Prerequisites : This lab requires Prerequisites to be completed before you can continue. Please continue if you have already completed the prerequisites.
PART B: Verify the data using AWS Athena. Change the Serde for Tables.
1. Once the source data are crawled and collected using AWS Glue Crawler. 5 tables are added to Database c360_workshop_db Goto AWS Glue Console and click on Tables. Select source_auto_address goto “Action” and chose “view data” . This will take you to Athena console.

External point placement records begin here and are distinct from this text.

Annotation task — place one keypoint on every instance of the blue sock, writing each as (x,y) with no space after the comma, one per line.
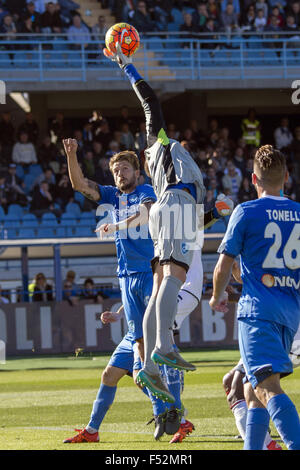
(256,428)
(104,400)
(158,405)
(174,381)
(286,419)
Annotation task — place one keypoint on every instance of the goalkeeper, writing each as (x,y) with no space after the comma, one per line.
(178,185)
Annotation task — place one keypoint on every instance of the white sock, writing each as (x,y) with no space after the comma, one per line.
(240,410)
(91,430)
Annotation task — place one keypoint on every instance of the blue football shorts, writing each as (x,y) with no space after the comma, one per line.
(264,348)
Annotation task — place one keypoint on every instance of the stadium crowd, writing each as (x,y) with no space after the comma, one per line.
(36,17)
(226,164)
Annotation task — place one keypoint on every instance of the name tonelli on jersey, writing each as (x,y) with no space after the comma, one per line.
(269,280)
(282,215)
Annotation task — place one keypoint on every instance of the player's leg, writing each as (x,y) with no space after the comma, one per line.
(265,348)
(233,386)
(149,376)
(176,256)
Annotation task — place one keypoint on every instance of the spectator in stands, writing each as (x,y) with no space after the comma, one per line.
(9,29)
(15,186)
(50,20)
(47,176)
(239,158)
(290,189)
(251,129)
(63,192)
(161,12)
(97,149)
(3,299)
(30,127)
(262,5)
(59,128)
(200,16)
(260,20)
(23,152)
(188,27)
(30,12)
(127,139)
(7,136)
(294,10)
(140,137)
(78,34)
(42,291)
(295,149)
(282,135)
(246,191)
(103,174)
(141,18)
(229,19)
(248,21)
(88,164)
(113,148)
(4,193)
(47,152)
(213,11)
(42,200)
(89,291)
(232,180)
(99,30)
(104,135)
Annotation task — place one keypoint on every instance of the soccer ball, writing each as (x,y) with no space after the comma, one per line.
(126,35)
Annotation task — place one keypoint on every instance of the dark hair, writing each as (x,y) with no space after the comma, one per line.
(270,164)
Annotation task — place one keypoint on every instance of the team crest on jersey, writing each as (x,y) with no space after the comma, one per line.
(184,248)
(131,326)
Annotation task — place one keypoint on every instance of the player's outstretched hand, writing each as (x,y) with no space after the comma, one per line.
(106,230)
(224,205)
(109,317)
(220,305)
(121,59)
(70,146)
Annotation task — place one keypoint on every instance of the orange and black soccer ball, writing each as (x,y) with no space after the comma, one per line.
(126,35)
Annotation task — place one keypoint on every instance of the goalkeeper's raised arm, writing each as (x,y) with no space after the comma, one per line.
(155,125)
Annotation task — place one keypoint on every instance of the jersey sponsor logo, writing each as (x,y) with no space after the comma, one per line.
(184,248)
(131,326)
(269,280)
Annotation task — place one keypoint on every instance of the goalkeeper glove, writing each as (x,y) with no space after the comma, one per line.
(118,56)
(223,206)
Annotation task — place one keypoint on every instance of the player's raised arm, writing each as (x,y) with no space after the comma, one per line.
(88,188)
(155,125)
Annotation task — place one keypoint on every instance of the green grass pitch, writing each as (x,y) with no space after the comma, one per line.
(43,399)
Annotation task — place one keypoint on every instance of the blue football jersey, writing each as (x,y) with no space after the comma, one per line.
(134,247)
(266,233)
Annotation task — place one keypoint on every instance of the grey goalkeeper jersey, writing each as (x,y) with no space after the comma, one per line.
(169,163)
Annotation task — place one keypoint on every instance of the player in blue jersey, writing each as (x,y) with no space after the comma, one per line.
(265,233)
(129,204)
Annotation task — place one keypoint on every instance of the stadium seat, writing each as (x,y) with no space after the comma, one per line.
(35,170)
(45,232)
(29,220)
(25,232)
(73,209)
(14,210)
(5,61)
(2,213)
(28,181)
(84,232)
(49,220)
(68,219)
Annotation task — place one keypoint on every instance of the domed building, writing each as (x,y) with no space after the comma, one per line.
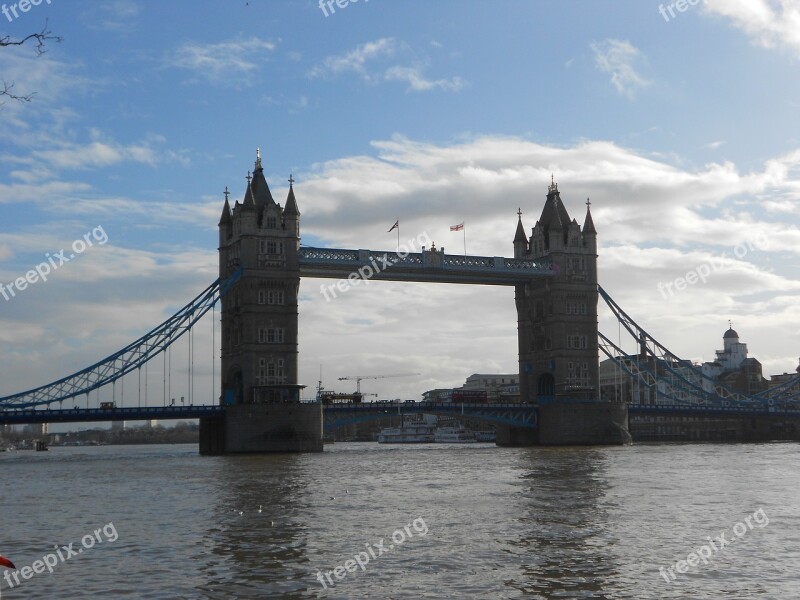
(733,368)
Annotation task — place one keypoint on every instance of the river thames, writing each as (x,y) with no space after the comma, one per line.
(423,521)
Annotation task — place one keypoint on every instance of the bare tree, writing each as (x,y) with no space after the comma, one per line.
(40,39)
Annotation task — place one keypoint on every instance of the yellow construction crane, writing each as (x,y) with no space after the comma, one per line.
(358,378)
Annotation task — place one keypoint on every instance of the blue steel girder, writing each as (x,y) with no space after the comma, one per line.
(642,368)
(87,415)
(699,411)
(515,415)
(675,366)
(129,358)
(428,266)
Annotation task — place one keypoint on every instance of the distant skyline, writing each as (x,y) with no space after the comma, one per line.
(682,132)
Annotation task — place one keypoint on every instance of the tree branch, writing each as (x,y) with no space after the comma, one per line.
(41,38)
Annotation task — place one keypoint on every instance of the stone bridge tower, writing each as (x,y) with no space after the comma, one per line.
(558,316)
(259,317)
(557,333)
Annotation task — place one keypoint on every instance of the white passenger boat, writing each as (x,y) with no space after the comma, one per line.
(408,433)
(454,435)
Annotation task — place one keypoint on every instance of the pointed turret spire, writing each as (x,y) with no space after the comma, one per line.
(248,203)
(261,194)
(588,223)
(291,203)
(225,219)
(520,235)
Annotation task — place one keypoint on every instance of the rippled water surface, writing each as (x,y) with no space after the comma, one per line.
(500,523)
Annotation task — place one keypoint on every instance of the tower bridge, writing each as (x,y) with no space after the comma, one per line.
(553,271)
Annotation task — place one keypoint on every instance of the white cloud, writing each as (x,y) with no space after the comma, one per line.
(226,62)
(418,83)
(620,58)
(360,58)
(114,15)
(769,23)
(355,60)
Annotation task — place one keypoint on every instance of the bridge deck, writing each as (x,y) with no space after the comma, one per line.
(426,266)
(86,415)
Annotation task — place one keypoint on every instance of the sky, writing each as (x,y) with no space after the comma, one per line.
(681,127)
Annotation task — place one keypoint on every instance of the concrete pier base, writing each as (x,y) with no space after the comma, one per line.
(583,424)
(516,437)
(263,428)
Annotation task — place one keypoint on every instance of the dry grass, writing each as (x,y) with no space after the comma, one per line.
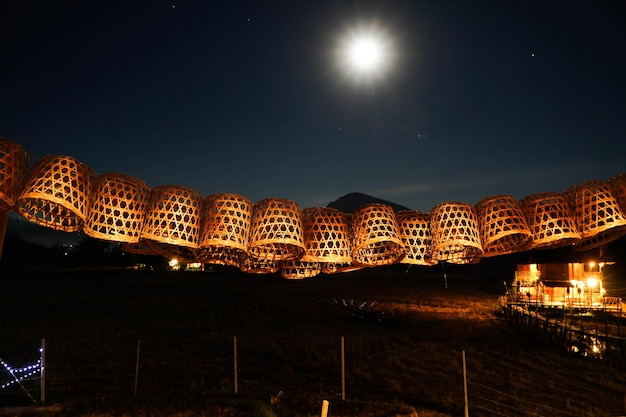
(404,334)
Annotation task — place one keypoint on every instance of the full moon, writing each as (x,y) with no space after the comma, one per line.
(365,54)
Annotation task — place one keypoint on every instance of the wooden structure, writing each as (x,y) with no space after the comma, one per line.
(299,269)
(117,207)
(56,193)
(415,233)
(276,230)
(455,235)
(376,238)
(502,225)
(225,232)
(550,220)
(597,214)
(326,235)
(173,216)
(13,167)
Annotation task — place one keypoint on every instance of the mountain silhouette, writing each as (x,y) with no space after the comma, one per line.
(350,202)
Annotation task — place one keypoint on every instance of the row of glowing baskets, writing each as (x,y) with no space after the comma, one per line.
(274,234)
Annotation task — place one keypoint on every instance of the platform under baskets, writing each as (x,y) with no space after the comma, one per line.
(415,233)
(502,225)
(56,193)
(597,214)
(117,207)
(455,235)
(376,238)
(299,269)
(13,167)
(276,230)
(550,220)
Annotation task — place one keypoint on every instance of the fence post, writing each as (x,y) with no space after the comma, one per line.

2. Once the Athena console opens.
Please use Athena new Console.
Click Settings, Manage
for “Location of query result” Browse S3 bucket s3://mod-xxxx-s3bucketstack-xxxxx-s3bucket-xxxx/ . Please note add "/" at the end of the bucket name.
3. click save
4. Go back to Editor in Athena. Chose Database as C360_workshop_db for the table “source_auto_address” preview the data for the table.
5. Output will look like below, Due to embeded ,
in data zipcode column is empty.
6. To correct embeded comma. Navigate to the AWS Glue Console
7. Goto Data catalog -> Databases -> “c360_workshop_db” -> “Tables in c360_workshop_db”. Select table “source_auto_address” -> Action -> “Edit Table details”.
Edit and Replace with below value
Serde serialization lib
org.apache.hadoop.hive.serde2.OpenCSVSerde
key quoteChar
Value "
key separatorChar
Value ,
8. Click Apply, Repeat the step 7 for “source_auto_customer”,“source_property_customers” Tables.
9. Check the Preview data in Athena ( Select the table “source_auto_address” for “view data” ).